New Algorithms for Combinations of Objectives using Separating Automata

TL;DR

This paper introduces new algorithms for solving games with combined objectives by leveraging separating automata, achieving optimal or improved complexity for disjunctions of parity and mean payoff objectives.

Contribution

It develops two novel algorithms for combined objectives, utilizing separating automata to improve efficiency and extend applicability in game-solving.

Findings

Algorithm for disjunctions of parity and mean payoff objectives matches best known complexity.

Algorithm for disjunctions of mean payoff objectives improves on previous state-of-the-art.

Constructs small separating automata using existing methods for parity and mean payoff objectives.

Abstract

The notion of separating automata was introduced by Bojanczyk and Czerwinski for understanding the first quasipolynomial time algorithm for parity games.

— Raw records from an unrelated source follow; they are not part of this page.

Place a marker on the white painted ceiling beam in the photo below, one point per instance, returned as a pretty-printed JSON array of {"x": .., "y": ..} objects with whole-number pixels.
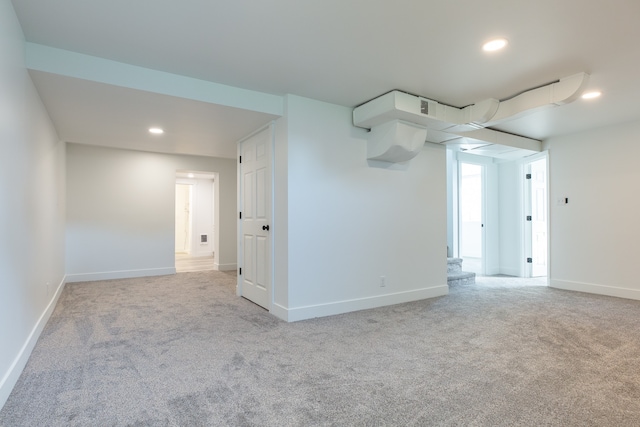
[{"x": 72, "y": 64}]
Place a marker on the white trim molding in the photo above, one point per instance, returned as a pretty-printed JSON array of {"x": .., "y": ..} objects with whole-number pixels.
[
  {"x": 11, "y": 377},
  {"x": 124, "y": 274},
  {"x": 225, "y": 267},
  {"x": 329, "y": 309}
]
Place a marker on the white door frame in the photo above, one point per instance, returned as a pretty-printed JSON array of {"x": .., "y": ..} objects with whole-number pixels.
[
  {"x": 241, "y": 262},
  {"x": 474, "y": 160},
  {"x": 527, "y": 240}
]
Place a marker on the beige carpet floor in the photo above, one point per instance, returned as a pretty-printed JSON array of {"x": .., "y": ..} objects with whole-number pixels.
[{"x": 183, "y": 350}]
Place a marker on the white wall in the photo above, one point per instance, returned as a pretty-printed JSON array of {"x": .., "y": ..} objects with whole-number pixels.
[
  {"x": 121, "y": 207},
  {"x": 511, "y": 218},
  {"x": 202, "y": 215},
  {"x": 31, "y": 208},
  {"x": 595, "y": 238},
  {"x": 349, "y": 222},
  {"x": 491, "y": 210}
]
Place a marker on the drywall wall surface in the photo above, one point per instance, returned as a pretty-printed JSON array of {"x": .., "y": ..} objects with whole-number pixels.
[
  {"x": 594, "y": 237},
  {"x": 280, "y": 219},
  {"x": 511, "y": 218},
  {"x": 121, "y": 208},
  {"x": 31, "y": 208},
  {"x": 360, "y": 234}
]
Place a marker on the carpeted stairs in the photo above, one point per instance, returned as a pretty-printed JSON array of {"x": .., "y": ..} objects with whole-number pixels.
[{"x": 455, "y": 275}]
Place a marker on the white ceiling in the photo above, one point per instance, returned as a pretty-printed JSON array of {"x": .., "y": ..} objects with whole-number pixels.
[{"x": 343, "y": 52}]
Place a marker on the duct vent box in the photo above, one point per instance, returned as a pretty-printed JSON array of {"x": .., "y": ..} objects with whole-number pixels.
[{"x": 424, "y": 106}]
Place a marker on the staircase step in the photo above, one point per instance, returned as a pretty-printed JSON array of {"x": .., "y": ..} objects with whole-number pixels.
[
  {"x": 461, "y": 278},
  {"x": 454, "y": 265}
]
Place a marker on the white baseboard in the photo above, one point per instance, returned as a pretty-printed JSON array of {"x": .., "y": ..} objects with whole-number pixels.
[
  {"x": 13, "y": 374},
  {"x": 308, "y": 312},
  {"x": 124, "y": 274},
  {"x": 510, "y": 272},
  {"x": 225, "y": 267},
  {"x": 591, "y": 288}
]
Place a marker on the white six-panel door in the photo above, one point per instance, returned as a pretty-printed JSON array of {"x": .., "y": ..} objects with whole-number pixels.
[{"x": 255, "y": 208}]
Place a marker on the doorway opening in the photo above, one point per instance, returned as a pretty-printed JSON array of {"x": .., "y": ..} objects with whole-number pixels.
[
  {"x": 194, "y": 221},
  {"x": 471, "y": 214},
  {"x": 536, "y": 240}
]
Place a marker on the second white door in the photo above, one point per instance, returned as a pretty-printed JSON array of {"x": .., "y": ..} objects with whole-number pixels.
[{"x": 255, "y": 199}]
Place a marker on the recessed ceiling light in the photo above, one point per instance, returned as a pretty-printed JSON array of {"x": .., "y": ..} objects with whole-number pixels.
[
  {"x": 494, "y": 45},
  {"x": 591, "y": 95}
]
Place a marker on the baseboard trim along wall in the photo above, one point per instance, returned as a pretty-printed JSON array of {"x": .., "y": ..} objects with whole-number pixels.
[
  {"x": 309, "y": 312},
  {"x": 124, "y": 274},
  {"x": 612, "y": 291},
  {"x": 11, "y": 377},
  {"x": 225, "y": 267}
]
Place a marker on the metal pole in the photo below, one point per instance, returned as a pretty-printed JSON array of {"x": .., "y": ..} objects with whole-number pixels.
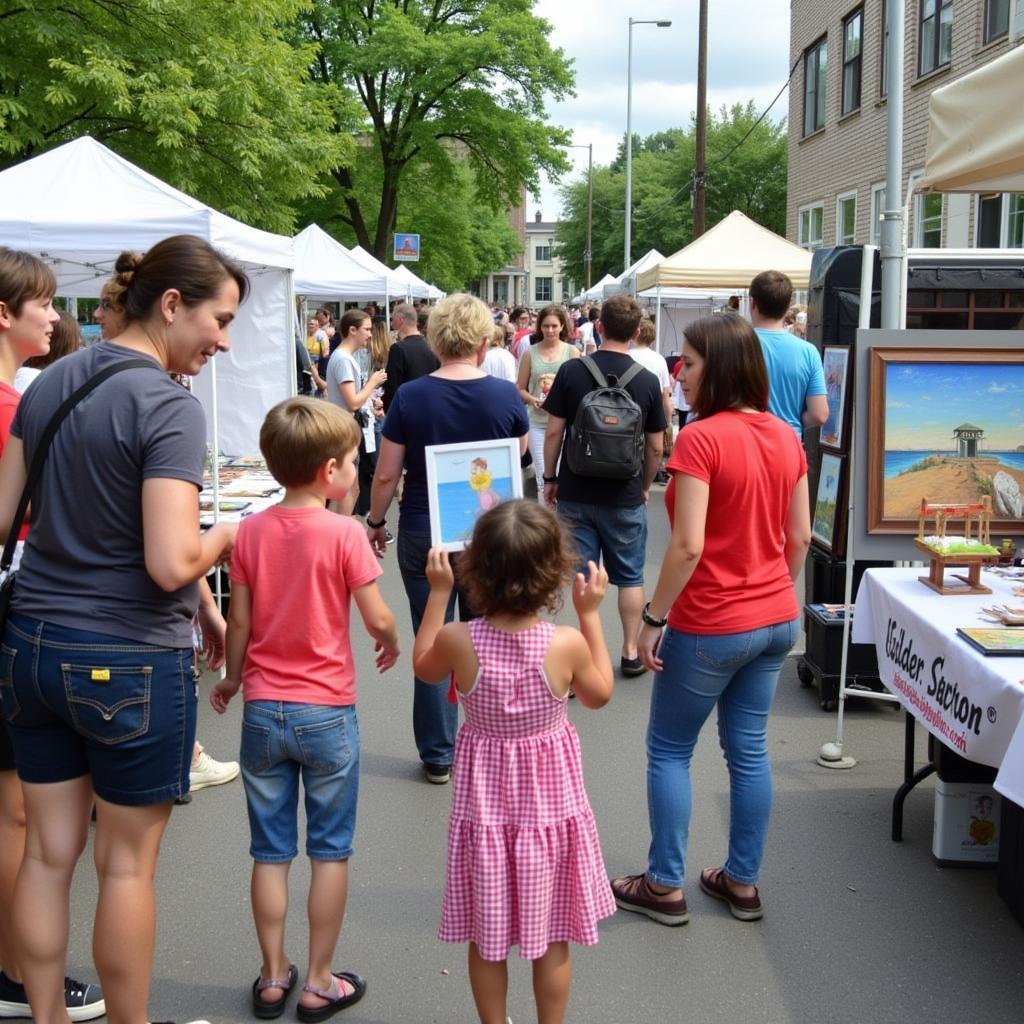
[
  {"x": 590, "y": 212},
  {"x": 701, "y": 134},
  {"x": 629, "y": 146},
  {"x": 893, "y": 251}
]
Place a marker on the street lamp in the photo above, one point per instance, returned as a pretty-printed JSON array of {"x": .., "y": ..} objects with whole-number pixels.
[
  {"x": 662, "y": 24},
  {"x": 589, "y": 253}
]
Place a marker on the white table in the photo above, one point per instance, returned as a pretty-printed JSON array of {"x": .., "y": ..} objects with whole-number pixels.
[{"x": 972, "y": 702}]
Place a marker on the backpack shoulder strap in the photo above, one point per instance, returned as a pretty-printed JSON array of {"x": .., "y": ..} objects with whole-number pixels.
[
  {"x": 629, "y": 375},
  {"x": 595, "y": 371}
]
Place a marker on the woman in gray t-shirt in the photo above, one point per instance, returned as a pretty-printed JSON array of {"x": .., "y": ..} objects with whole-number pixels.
[{"x": 95, "y": 673}]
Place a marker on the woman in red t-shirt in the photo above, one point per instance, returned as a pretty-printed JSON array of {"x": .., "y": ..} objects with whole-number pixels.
[{"x": 740, "y": 526}]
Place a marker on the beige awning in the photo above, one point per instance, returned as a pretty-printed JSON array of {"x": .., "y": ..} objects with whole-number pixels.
[
  {"x": 976, "y": 130},
  {"x": 730, "y": 255}
]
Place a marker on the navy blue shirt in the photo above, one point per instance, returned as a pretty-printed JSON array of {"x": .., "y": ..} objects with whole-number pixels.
[{"x": 433, "y": 411}]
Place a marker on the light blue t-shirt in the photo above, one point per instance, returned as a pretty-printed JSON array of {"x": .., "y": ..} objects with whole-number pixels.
[{"x": 795, "y": 374}]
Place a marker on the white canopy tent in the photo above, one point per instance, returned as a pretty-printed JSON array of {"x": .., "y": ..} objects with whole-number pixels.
[
  {"x": 626, "y": 282},
  {"x": 326, "y": 269},
  {"x": 417, "y": 287},
  {"x": 80, "y": 205},
  {"x": 729, "y": 256},
  {"x": 976, "y": 130}
]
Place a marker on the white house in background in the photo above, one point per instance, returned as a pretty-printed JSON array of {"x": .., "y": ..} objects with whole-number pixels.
[{"x": 545, "y": 281}]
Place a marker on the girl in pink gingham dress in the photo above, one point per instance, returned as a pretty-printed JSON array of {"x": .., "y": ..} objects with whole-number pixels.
[{"x": 524, "y": 862}]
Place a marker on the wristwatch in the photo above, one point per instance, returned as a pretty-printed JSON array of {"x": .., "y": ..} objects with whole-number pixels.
[{"x": 658, "y": 624}]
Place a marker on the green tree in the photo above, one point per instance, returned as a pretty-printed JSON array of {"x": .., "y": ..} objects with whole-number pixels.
[
  {"x": 438, "y": 83},
  {"x": 212, "y": 96},
  {"x": 745, "y": 163}
]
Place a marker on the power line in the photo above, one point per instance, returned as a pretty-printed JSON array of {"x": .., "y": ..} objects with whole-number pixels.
[{"x": 689, "y": 183}]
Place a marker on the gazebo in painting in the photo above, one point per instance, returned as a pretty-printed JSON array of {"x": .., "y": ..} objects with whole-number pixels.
[{"x": 967, "y": 436}]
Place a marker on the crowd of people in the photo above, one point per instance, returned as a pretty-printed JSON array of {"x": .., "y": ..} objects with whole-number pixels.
[{"x": 97, "y": 687}]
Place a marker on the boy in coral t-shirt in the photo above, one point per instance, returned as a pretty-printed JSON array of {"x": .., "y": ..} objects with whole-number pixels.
[{"x": 294, "y": 568}]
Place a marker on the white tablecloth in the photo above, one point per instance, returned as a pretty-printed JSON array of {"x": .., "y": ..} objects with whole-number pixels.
[{"x": 973, "y": 704}]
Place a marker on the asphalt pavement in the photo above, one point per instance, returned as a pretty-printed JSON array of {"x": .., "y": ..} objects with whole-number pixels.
[{"x": 857, "y": 929}]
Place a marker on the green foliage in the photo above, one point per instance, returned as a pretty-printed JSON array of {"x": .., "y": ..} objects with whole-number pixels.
[
  {"x": 751, "y": 178},
  {"x": 210, "y": 96},
  {"x": 461, "y": 239},
  {"x": 438, "y": 84}
]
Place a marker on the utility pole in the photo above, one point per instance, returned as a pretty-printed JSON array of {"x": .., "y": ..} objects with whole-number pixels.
[{"x": 698, "y": 169}]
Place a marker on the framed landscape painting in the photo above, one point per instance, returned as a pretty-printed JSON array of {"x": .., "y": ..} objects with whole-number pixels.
[
  {"x": 944, "y": 425},
  {"x": 827, "y": 516},
  {"x": 836, "y": 361},
  {"x": 466, "y": 479}
]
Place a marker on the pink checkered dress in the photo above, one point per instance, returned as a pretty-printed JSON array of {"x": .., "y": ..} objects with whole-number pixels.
[{"x": 524, "y": 860}]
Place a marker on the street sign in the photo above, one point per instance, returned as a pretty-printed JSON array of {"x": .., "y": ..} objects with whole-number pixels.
[{"x": 407, "y": 248}]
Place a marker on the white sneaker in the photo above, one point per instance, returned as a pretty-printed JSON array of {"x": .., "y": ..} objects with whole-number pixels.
[{"x": 206, "y": 772}]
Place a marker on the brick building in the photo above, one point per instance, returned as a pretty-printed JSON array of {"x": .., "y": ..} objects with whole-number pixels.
[{"x": 838, "y": 119}]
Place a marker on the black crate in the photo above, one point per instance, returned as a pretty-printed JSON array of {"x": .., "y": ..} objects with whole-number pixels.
[
  {"x": 824, "y": 578},
  {"x": 1010, "y": 872}
]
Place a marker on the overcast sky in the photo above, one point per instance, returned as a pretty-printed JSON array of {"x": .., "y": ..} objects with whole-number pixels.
[{"x": 748, "y": 58}]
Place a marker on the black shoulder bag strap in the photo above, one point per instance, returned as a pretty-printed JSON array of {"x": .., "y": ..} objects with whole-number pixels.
[{"x": 39, "y": 456}]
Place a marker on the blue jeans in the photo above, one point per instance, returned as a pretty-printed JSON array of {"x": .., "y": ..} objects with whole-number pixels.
[
  {"x": 282, "y": 740},
  {"x": 435, "y": 719},
  {"x": 79, "y": 704},
  {"x": 738, "y": 672},
  {"x": 617, "y": 534}
]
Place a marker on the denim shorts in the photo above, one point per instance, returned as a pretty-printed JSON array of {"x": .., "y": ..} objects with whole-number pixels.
[
  {"x": 620, "y": 535},
  {"x": 282, "y": 740},
  {"x": 79, "y": 704}
]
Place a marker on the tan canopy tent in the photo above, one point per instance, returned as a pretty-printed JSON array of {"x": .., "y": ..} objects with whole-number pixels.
[
  {"x": 976, "y": 130},
  {"x": 730, "y": 255}
]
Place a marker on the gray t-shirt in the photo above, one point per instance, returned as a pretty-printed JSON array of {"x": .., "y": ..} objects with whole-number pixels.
[
  {"x": 84, "y": 563},
  {"x": 341, "y": 368}
]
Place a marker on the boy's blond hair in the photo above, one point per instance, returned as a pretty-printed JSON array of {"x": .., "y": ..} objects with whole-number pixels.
[{"x": 300, "y": 434}]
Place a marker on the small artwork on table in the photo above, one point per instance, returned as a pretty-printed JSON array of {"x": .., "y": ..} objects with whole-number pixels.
[
  {"x": 836, "y": 360},
  {"x": 466, "y": 479},
  {"x": 825, "y": 520},
  {"x": 945, "y": 424}
]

In this paper we show that separating automata is a powerful tool for constructing algorithms solving games with combinations of objectives. We construct two new algorithms: the first for disjunctions of parity and mean payoff objectives, matching the best known complexity, and the second for disjunctions of mean payoff objectives, improving on the state of the art. In both cases the algorithms are obtained through the construction of small separating automata, using as black boxes the existing constructions for parity objectives and for mean payoff objectives.